Zoologist Desmond Morris’ The Human Zoo had absolutely nothing to say about extraterrestrials, but nonetheless had many salient points that could be applied.  He suggested that human civilization, particularly its impetus towards urbanization and the consequent dense confinement of large numbers of folks in small, well-defined spaces, would explain a lot of deviant behavior.  Now, one can certainly debate his criteria for defining various specific acts as “deviant”, but his larger point is well taken.  “Under normal conditions, in their natural habitats, wild animals do not mutilate themselves, masturbate, attack their offspring, develop stomach ulcers, become fetishists, suffer from obesity, form homosexual pair bonds [note: except maybe penguins], or commit murder.  Among human city dwellers, needless to say, all of these things occur.  Does this then reveal a basic difference between the human species and other animals?  At first glance it seems to do so.  But this is deceptive.  Other animals do behave in these ways under certain circumstances, namely when they are confined in the unnatural conditions of captivity.  The zoo animal in a cage exhibits all these abnormalities that we know so well from our human companions” (Morris, 1996, p7).  Extrapolate our general lack of manners and bizarre behaviors on a global scale, and the Zoo Hypothesis, in moments of quiet self-reflection seems a lot more plausible.

We like to think that human screwiness is a natural outgrowth of our biological inheritance, and that the evolution from hunting-gathering to factory work and app design is the inevitable consequence of intellectual and societal development, yet there remains the possibility that we’re simply pacing back and forth obsessively in our cages for the amusement of the crowds.  The more generous theorists and science fiction writers will suggest that benevolent extraterrestrials are merely allowing us to develop at a natural pace and have only our best interests at heart, but as Pete Singer said, “It was wrong to capture wild animals and confine them in captivity for people to go and gawk at them.

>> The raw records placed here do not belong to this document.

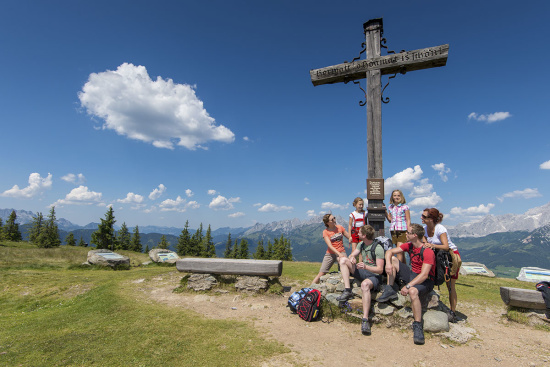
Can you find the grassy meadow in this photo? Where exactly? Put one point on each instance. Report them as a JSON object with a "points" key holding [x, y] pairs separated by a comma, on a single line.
{"points": [[56, 312]]}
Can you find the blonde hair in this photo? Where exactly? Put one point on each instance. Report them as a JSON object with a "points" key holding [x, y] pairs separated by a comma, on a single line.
{"points": [[403, 201]]}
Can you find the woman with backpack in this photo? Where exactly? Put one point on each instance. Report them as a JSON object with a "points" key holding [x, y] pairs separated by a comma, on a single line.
{"points": [[438, 238]]}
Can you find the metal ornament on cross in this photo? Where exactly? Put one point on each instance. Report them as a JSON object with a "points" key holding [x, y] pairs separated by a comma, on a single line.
{"points": [[371, 69]]}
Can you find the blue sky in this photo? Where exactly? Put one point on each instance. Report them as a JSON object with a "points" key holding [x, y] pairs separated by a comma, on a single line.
{"points": [[204, 111]]}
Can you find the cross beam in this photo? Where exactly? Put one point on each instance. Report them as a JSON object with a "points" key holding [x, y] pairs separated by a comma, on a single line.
{"points": [[372, 68]]}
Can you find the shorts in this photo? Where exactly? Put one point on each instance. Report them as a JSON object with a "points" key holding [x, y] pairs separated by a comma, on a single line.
{"points": [[406, 274], [457, 271], [328, 261], [398, 236], [362, 274], [355, 235]]}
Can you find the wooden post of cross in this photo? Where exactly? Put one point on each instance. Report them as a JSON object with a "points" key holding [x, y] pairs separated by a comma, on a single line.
{"points": [[372, 68]]}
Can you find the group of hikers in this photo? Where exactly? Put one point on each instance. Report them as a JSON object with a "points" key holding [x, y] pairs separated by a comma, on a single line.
{"points": [[419, 241]]}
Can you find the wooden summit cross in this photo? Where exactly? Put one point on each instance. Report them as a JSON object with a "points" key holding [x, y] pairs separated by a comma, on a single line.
{"points": [[372, 68]]}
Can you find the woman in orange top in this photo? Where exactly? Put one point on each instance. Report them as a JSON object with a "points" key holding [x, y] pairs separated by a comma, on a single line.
{"points": [[334, 238]]}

And that’s basically how zoos got started. But once you do that, and once you have animals that have been bred in captivity, you’re really stuck with them in some sense. You can’t return them to the wild”.  I could expound on the arrogance and unfairness of sentient alien species locking us up into a galactic “Human House”, but it’s almost feeding time and rumor is they’ll be installing a new tire swing.

References
Morris, Desmond.  The Human Zoo.  New York, NY: Kodansha America, 1996.